What makes GRUBHUB different from SEAMLESS

This is a good chance to go into how GrubHub sizes up against Seamless. In price, GrubHub is normally cheaper (taking 10% of an order) than Seamless (taking between 12-15%). For the services they provide, I think that those cuts are a little steep. Traditionally, Seamless is better at obtaining corporate accounts.

Seamless’ website has a better user interface in general, especially during search. Seamless’ branding is also far superior; you wouldn’t think the way GrubHub looks that more than $200 million go through its website.

One of GrubHub’s biggest weaknesses is that they list restaurants who don’t have online ordering, so their numbers are inflated. When you find a restaurant without online ordering, you are given a phone number to call. Expecting to order online only to find a phone number is definitely aggravating.
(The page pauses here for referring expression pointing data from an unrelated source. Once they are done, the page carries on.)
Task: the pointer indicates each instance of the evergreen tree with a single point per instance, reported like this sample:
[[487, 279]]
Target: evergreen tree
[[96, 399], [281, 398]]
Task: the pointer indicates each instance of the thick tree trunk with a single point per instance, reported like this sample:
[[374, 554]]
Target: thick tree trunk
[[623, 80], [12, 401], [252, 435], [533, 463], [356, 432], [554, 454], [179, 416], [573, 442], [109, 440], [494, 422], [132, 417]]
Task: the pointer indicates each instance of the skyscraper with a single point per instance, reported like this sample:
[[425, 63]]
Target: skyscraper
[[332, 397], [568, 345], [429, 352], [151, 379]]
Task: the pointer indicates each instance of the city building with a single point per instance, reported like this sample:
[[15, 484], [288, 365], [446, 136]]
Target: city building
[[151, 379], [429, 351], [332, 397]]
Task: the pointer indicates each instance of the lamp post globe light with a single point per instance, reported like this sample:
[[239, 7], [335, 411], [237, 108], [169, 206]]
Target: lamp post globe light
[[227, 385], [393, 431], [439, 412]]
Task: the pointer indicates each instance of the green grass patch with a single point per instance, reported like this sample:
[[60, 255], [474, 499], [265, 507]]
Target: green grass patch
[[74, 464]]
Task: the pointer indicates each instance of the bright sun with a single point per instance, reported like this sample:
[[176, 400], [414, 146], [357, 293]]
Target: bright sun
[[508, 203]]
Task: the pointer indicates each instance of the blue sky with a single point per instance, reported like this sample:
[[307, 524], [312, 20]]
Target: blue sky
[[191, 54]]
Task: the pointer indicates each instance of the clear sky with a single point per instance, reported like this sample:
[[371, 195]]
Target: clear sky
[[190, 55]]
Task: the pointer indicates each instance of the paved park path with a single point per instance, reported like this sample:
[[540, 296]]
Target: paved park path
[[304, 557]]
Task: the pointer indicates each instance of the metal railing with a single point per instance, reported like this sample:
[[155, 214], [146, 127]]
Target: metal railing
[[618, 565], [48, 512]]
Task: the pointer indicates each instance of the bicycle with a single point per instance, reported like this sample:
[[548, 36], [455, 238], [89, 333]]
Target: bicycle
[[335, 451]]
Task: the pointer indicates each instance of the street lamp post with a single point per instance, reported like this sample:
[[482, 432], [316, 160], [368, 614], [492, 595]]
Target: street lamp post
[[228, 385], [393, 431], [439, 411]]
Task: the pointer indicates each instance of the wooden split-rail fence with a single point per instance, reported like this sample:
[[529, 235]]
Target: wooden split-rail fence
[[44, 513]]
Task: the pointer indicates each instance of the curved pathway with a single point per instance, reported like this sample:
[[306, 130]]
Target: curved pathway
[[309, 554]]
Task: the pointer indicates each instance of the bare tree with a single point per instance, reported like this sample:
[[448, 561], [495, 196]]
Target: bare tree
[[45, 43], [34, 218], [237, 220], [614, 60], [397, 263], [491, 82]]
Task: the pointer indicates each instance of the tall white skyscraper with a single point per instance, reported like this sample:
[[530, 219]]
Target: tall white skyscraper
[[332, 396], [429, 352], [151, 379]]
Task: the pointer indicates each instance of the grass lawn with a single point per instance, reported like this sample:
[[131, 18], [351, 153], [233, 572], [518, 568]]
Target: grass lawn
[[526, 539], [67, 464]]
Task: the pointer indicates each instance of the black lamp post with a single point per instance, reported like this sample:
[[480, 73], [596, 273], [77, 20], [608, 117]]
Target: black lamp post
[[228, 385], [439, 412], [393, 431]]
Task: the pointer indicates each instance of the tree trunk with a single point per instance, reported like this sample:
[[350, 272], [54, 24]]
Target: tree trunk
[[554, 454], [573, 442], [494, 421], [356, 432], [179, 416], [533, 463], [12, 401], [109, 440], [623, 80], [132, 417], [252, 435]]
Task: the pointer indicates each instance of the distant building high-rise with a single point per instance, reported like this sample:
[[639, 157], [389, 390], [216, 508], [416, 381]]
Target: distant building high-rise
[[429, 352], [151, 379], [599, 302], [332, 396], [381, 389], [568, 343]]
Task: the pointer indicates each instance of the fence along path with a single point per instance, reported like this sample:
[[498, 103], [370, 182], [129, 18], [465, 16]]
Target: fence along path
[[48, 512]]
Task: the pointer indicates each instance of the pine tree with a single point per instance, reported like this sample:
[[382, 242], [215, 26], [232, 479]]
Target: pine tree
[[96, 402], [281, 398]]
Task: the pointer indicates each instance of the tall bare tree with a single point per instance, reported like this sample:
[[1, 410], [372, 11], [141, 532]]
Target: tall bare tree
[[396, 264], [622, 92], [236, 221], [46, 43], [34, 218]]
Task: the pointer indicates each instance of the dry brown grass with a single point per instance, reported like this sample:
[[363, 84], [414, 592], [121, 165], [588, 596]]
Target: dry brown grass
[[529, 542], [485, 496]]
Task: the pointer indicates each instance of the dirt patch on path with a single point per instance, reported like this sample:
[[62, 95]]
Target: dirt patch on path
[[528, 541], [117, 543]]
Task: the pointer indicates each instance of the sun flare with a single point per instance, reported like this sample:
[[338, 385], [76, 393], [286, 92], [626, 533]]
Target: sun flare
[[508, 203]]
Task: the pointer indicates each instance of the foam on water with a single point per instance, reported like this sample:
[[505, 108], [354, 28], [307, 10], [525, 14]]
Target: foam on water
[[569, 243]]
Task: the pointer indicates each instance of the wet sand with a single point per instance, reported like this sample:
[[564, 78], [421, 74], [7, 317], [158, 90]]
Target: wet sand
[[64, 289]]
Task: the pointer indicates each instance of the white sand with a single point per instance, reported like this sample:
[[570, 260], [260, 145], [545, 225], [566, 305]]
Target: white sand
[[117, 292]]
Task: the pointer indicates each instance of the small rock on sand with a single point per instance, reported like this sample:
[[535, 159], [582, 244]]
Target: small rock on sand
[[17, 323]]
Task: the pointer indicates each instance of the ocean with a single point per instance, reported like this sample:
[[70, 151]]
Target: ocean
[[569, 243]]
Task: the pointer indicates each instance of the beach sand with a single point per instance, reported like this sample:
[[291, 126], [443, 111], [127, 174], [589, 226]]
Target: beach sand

Even though dominant, both GrubHub and Seamless were limited to major markets, but by buying Dotmenu, GrubHub suddenly has made inroads in many more urban areas. GrubHub knows that it’s always the hardest to get the first restaurants in a city to sign up. Being able to launch from college campuses where marketing is much easier gives GrubHub a chance to accumulate enough restaurants until it starts overflowing into other neighborhoods.

GrubHub, unlike Seamless, sells the ability to white-label their service, so you can run delivery and takeout from your restaurant. Surely, they aren’t the cheapest, but using other software precludes you from joining GrubHub.

If GrubHub is as savvy in gaining more users and restaurants as they were in getting funding, Seamless may not be invisible even in places they dominate like New York.